Treatment with an oral prostacyclin analog improved endobronchial dysplasia in former smokers in a randomized pilot study of lung cancer chemoprevention, presented by Robert Keith, MD, Denver VA Medical Center and the University of Colorado, Denver, CO.

All measures of dysplasia (airway damage) improved in patients who were treated with iloprost, whereas the same parameters worsened in patients who were randomized to placebo. Consistent with results from previous studies, only former smokers benefited from treatment, suggesting that smoking cessation is a necessary component of chemoprevention.

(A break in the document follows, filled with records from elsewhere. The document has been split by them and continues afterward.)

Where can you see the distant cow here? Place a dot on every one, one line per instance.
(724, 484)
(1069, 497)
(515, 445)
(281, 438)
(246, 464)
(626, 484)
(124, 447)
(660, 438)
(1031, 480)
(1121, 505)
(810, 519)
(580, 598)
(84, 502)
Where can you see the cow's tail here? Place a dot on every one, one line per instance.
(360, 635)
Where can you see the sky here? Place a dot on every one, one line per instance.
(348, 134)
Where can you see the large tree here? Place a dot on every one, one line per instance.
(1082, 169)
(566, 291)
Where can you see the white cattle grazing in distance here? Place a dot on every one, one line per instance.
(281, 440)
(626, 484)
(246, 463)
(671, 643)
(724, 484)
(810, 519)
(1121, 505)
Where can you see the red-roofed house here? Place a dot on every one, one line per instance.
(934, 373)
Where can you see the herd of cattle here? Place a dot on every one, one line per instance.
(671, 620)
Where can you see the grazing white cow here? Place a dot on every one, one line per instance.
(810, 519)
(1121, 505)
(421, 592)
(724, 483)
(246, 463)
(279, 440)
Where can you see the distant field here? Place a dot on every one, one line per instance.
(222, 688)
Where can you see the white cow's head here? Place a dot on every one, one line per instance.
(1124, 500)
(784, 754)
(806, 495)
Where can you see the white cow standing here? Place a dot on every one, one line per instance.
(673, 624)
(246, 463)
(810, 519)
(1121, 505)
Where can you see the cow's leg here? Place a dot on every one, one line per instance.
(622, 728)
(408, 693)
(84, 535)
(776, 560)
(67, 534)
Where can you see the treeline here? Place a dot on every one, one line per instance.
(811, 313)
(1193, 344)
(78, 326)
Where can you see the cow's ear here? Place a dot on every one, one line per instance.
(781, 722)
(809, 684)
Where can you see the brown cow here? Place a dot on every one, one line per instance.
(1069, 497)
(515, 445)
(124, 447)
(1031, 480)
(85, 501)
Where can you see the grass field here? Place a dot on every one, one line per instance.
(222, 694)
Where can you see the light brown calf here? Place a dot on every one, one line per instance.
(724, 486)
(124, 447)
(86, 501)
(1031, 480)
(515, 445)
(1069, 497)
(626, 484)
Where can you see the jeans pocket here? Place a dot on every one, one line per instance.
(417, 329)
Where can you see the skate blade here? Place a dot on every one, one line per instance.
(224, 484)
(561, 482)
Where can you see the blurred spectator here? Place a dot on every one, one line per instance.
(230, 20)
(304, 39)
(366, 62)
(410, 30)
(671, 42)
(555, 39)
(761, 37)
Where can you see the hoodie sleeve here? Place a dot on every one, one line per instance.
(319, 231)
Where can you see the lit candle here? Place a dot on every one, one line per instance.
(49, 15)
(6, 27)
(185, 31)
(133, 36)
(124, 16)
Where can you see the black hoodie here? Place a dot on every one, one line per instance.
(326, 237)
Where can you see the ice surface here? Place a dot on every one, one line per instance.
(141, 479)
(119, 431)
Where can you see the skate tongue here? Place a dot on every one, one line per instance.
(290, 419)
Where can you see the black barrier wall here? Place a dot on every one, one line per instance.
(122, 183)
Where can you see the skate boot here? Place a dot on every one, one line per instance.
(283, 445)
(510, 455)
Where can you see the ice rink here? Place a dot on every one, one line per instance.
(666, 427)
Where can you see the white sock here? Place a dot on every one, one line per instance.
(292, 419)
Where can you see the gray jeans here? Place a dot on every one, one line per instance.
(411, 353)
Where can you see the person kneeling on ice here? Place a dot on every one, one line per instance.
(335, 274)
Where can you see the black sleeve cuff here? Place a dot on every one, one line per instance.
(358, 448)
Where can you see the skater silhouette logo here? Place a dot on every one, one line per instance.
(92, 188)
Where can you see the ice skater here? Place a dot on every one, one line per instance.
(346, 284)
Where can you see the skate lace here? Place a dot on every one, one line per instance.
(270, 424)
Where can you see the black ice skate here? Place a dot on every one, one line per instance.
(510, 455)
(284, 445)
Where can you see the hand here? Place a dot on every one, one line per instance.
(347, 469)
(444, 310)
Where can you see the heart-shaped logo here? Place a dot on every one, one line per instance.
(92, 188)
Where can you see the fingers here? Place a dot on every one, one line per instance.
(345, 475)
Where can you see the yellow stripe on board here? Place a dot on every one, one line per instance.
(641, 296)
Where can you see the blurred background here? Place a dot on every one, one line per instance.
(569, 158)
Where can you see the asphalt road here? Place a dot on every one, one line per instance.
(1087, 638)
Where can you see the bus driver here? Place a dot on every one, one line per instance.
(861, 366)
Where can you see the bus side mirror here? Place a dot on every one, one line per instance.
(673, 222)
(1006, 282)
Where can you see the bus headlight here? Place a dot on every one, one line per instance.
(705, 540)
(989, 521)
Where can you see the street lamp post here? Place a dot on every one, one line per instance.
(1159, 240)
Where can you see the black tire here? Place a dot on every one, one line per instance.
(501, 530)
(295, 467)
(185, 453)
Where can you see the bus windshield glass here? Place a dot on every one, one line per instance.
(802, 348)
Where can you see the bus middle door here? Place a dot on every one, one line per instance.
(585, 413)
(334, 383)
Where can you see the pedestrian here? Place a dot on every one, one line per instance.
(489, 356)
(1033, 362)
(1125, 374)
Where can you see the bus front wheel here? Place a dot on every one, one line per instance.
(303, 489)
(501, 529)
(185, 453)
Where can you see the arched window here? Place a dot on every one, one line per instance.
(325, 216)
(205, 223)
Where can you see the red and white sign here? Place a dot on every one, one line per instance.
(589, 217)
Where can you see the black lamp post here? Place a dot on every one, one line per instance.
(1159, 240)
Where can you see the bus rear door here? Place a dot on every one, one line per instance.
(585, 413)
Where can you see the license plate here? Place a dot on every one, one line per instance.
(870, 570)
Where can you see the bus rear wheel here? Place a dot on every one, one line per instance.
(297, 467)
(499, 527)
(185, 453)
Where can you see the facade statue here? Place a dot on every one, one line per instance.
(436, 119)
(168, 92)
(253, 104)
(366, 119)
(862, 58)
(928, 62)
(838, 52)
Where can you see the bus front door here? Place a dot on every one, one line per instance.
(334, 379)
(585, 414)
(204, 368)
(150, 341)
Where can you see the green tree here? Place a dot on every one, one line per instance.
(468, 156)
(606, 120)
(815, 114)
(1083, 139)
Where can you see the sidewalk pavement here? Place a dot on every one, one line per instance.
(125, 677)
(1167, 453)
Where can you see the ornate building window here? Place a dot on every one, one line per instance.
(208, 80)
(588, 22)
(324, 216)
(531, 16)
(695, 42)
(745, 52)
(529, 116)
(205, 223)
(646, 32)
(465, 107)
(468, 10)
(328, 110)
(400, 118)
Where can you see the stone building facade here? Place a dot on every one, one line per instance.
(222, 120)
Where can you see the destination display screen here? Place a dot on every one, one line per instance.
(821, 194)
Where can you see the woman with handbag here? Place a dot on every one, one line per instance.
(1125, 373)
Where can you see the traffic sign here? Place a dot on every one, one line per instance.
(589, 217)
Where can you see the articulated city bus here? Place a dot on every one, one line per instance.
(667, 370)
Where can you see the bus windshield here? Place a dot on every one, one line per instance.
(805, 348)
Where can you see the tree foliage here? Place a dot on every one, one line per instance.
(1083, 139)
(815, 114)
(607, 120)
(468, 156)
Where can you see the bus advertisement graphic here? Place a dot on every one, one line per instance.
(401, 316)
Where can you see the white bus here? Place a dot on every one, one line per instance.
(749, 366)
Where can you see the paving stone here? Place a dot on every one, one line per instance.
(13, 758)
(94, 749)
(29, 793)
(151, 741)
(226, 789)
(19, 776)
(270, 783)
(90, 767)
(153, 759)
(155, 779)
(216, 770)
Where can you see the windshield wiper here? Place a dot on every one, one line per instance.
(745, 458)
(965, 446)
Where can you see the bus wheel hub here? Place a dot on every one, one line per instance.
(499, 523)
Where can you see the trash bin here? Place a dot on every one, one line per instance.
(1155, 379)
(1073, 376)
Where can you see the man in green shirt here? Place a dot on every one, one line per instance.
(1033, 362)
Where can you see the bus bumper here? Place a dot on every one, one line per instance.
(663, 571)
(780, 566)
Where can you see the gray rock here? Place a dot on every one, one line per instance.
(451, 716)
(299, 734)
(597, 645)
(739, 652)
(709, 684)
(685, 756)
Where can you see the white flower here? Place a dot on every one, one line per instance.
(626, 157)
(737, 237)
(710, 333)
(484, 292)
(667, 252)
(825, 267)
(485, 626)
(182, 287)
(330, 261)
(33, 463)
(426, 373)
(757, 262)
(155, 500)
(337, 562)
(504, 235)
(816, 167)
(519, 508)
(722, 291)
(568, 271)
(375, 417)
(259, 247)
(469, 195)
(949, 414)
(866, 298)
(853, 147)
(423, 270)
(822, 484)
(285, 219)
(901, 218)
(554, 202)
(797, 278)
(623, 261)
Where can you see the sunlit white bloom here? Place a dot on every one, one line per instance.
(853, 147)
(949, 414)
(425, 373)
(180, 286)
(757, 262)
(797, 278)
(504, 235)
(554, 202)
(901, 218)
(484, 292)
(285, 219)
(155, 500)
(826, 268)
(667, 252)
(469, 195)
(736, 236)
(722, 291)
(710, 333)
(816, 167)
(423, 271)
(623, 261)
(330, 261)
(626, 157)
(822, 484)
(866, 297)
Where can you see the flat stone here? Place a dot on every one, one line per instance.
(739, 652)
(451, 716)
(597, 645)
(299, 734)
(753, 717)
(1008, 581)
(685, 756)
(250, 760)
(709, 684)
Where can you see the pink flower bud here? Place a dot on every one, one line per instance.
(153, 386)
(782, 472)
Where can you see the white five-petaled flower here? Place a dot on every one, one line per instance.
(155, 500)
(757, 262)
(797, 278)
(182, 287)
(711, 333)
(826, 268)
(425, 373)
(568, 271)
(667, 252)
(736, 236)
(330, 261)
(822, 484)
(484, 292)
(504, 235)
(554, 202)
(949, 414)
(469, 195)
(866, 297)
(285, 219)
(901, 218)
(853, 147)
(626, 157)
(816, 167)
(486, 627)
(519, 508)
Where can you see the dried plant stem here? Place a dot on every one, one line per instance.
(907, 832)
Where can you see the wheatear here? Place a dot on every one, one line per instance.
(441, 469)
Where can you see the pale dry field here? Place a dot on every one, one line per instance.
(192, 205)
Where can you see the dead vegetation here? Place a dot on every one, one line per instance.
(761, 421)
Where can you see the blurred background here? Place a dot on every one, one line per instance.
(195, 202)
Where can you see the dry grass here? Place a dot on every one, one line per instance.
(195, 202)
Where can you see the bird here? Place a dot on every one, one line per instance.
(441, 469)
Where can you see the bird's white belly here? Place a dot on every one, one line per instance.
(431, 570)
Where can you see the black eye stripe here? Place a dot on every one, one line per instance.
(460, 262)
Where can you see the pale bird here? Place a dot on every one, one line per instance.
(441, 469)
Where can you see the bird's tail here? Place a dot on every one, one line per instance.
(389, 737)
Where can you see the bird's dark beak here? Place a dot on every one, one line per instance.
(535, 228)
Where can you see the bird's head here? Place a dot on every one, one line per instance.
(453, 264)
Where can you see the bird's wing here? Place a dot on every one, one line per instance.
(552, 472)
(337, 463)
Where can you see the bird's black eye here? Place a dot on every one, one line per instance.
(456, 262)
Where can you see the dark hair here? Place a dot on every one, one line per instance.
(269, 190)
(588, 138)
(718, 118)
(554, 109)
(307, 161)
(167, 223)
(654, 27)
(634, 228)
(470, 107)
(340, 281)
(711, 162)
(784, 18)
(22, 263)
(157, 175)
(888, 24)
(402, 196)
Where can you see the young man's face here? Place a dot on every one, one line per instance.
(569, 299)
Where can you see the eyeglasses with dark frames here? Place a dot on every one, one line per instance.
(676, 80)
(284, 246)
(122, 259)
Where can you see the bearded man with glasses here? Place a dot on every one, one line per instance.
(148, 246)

Clinical and preclinical evidence has suggested that regulation of prostaglandin production (PGI₂ and PGE₂) plays a major role in the risk, evolution, and progression of lung cancer. For example, manipulation of prostacyclin synthase (PGI) has been shown to prevent tumor formation in mouse models of lung cancer (Keith et al. Cancer Res 2002; Keith et al. Cancer Res 2004).

To test the chemopreventive potential of iloprost, investigators enrolled 152 current and former smokers with a smoking history of at least 20 pack years, no history of cancer, and sputum cytologic atypia. Study participants were randomized to placebo or to oral iloprost (not available in the United States) at a starting dose of 50 μg BID, increasing to a maximum dose of 150 μg BID.

Participants underwent bronchoscopy at baseline and after 6 months of treatment. The primary endpoint was the change from baseline in total dysplasia score at 6 months, based on bronchial biopsy samples that were obtained from six prespecified sites. The dysplasia score was derived from the 8-point World Health Organization classification system for preneoplasia (ranging from normal=1 to invasive cancer=8). Investigators employed three separate histological measures: average histology over all biopsies, worst histology, and dysplasia index, determined by the percentage of biopsies with dysplasia score ≥4 (moderate dysplasia).

The study population comprised 81 current smokers and 71 former smokers. At the 6-month evaluation, all three histological parameters favored iloprost in former smokers. On average, the worst-histology score in the iloprost group decreased from 4.25 at baseline to 3.85 at 6 months, whereas worst histology increased from 3.91 to 4.14 in the placebo group (p=0.038). In addition, twice as many participants in the iloprost group had at least a 1-point improvement in worst histology (40% vs 20%; p=0.014).

Each of the three measures of the primary outcome declined in former smokers who were randomized to iloprost but increased among former smokers in the placebo group. Between-group differences for all three parameters achieved statistical significance (p=0.010 to p=0.002). In contrast, none of the outcome measures differed significantly between current smokers who were treated with iloprost or placebo.

Investigators have begun planning another chemoprevention trial that will be limited to former smokers and will have lung cancer incidence as the primary outcome.